A paper entitled Ron was wrong, Whit is right reveals that many of the secret keys that are supposed to be randomly-generated by RSA moduli are duplicate, instead of being unique.
“Our main goal was to test the validity of the assumption that different random choices are made each time keys are generated. We found that the vast majority of public keys work as intended. A more disconcerting finding is that two out of every one thousand RSA moduli that we collected offer no security,” the cryptographers wrote.
They gathered 7.1 million public keys, focusing mainly on X.509 certificates, out of which 27,000 turned out to offer no security at all. Even more, the experts were surprised by the number of public keys shared among unrelated parties.

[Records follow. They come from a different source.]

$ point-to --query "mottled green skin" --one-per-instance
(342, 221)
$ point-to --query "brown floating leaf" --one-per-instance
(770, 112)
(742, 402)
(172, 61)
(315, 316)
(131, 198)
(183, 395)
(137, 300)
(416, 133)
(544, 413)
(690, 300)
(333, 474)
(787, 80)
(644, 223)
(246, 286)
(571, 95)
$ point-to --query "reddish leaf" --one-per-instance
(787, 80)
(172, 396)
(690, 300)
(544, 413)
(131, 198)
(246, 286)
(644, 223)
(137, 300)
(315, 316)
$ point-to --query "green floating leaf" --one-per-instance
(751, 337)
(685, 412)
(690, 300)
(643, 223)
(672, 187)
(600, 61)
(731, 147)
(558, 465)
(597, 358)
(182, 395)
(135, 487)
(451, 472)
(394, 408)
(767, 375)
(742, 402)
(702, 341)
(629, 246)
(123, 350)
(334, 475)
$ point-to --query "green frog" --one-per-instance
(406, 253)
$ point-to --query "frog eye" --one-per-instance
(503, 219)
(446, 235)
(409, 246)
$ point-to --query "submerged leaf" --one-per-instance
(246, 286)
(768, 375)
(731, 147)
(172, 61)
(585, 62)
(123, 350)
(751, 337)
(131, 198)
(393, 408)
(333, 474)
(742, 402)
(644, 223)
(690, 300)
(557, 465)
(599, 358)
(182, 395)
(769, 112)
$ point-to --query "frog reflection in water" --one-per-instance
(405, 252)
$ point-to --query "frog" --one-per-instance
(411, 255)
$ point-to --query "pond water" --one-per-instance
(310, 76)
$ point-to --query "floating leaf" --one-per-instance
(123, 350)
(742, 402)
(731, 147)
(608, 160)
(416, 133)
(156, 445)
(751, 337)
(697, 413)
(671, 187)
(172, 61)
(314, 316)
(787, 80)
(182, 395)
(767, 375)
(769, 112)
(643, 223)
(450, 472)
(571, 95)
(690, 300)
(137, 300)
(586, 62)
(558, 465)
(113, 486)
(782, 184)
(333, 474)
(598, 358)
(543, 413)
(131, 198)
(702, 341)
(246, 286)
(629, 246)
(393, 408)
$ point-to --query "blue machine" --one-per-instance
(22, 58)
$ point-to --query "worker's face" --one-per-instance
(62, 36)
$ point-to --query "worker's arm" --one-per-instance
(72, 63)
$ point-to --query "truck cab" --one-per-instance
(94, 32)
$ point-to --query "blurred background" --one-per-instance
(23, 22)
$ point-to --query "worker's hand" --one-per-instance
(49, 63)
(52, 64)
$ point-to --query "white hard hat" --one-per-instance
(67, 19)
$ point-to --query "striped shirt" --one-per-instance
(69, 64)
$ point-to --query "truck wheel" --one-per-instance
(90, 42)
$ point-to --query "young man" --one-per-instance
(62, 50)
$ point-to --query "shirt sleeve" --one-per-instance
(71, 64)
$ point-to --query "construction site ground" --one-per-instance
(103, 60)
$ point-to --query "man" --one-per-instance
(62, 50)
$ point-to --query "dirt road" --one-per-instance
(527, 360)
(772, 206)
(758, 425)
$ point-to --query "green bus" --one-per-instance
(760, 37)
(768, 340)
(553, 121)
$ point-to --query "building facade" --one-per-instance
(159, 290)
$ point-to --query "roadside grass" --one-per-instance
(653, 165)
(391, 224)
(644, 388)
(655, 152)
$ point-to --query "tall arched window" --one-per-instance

While the number is low, the risks involved being acceptable, the research demonstrates that the “multiple-secrets” RSA-based cryptosystems are less efficient than the “single-secret” ElGamal and DSA systems.
“The lack of sophistication of our methods and findings make it hard for us to believe that what we have presented is new, in particular to agencies and parties that are known for their curiosity in such matters,” the paper concludes.
“It may shed new light on NIST's 1991 decision to adopt DSA as digital signature standard as opposed to RSA, back then a ‘public controversy’.”
During the study, the experts verified that the public key collection process is performed in such a way that it would not affect system administrators.
The name of the study refers to cryptographer Ron Rivest, one of the inventors of the RSA algorithm, and Whitfield Diffier (also known as Whit), one of the pioneers of public-key cryptography.